As Special Agent in Charge Ryan L. Korner of the IRS Criminal Investigations (IRS-CI) Los Angeles Field Office explained.
Arcaro took advantage of the rise of cryptocurrency markets by enticing innocent investors around the world to invest early by promising them guaranteed returns, and by utilizing the internet and social media to reach a larger pool of victims more quickly and easily.
Charges levied by the SEC
SEC accusations filed today are directed at BitConnect, its creator Satish Kumbhani, former director Arcaro and Future Money Ltd, a company founded by Arcaro in Hong Kong and incorporated under the laws of the United Kingdom.
A complaint filed on September 1 claims that the defendants engaged in a fraudulent and unregistered securities offering through BitConnect’s lending platform between 2017 and 2018, which resulted in the generation of roughly 325,000 Bitcoin (BTC) worth $2 billion at the time of the offering.
Today, we announced that we have filed an action against an online crypto lending platform, its founder, and its top U.S. promoter and his affiliated company.
They allegedly defrauded retail investors out of $2 billion!
More:https://t.co/gO10Ag0tfh pic.twitter.com/XghdUBqaCz— SEC (@SECGov) September 1, 2021
User funds were duped into investing in the lending platform, according to the complaint, by claims that BitConnect’s trading bot would generate guaranteed returns of 40 percent a month.
The complaint also accuses BitConnect of posting “fictitious returns” on its website, which amounted to an average of 1 percent per day, or 3,700 percent annually.
“These claims were a sham. As Defendants knew or recklessly disregarded, BitConnect did not deploy investor funds for trading with its purported Trading Bot.
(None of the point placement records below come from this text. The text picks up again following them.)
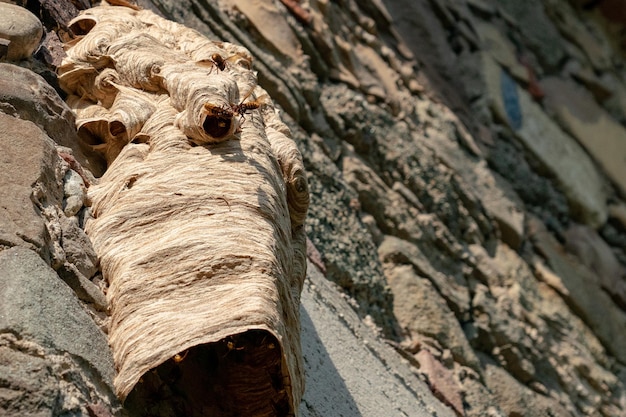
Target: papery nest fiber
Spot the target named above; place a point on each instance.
(198, 219)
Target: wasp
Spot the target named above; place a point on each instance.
(218, 61)
(178, 358)
(219, 120)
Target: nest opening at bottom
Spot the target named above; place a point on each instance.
(240, 375)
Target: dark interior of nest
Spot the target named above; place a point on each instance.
(240, 375)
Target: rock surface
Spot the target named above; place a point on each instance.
(20, 29)
(465, 162)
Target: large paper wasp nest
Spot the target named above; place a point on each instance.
(198, 219)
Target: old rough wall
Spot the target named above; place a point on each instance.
(466, 165)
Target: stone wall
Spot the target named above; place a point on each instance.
(466, 167)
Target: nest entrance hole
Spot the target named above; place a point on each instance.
(240, 375)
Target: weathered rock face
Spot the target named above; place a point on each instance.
(465, 164)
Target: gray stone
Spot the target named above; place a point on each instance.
(21, 28)
(77, 247)
(537, 31)
(409, 275)
(27, 155)
(28, 96)
(559, 153)
(74, 191)
(593, 127)
(349, 371)
(593, 305)
(452, 288)
(36, 304)
(517, 399)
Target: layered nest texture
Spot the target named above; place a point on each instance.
(197, 217)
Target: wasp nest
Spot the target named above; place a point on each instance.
(197, 219)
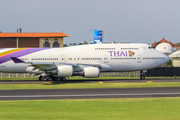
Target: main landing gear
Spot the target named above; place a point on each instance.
(142, 74)
(52, 78)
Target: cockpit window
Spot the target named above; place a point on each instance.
(150, 47)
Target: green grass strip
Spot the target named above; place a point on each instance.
(88, 85)
(92, 109)
(81, 78)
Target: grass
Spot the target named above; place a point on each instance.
(88, 85)
(81, 78)
(92, 109)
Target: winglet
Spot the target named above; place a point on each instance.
(16, 60)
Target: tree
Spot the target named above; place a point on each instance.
(65, 45)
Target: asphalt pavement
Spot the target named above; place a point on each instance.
(101, 93)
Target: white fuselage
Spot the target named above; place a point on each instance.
(111, 57)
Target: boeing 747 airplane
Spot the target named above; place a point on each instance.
(85, 60)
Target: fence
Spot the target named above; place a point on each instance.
(163, 72)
Rather, BitConnect and Kumbhani siphoned investors’ funds off for their own benefit and their associates’ benefit.”
The SEC points out that the whereabouts of BitConnect creator Kumbhani are now unknown, according to the agency.
Among the remedies sought by the SEC are a complete forfeiture of assets, an injunction against the defendants from breaching securities laws in the future, and civil monetary penalties.
After charging six additional BitConnect promoters for their roles in the alleged fraudulent offering, the Securities and Exchange Commission (SEC) said on July 8 that it was near to reaching settlements with four of the six persons involved.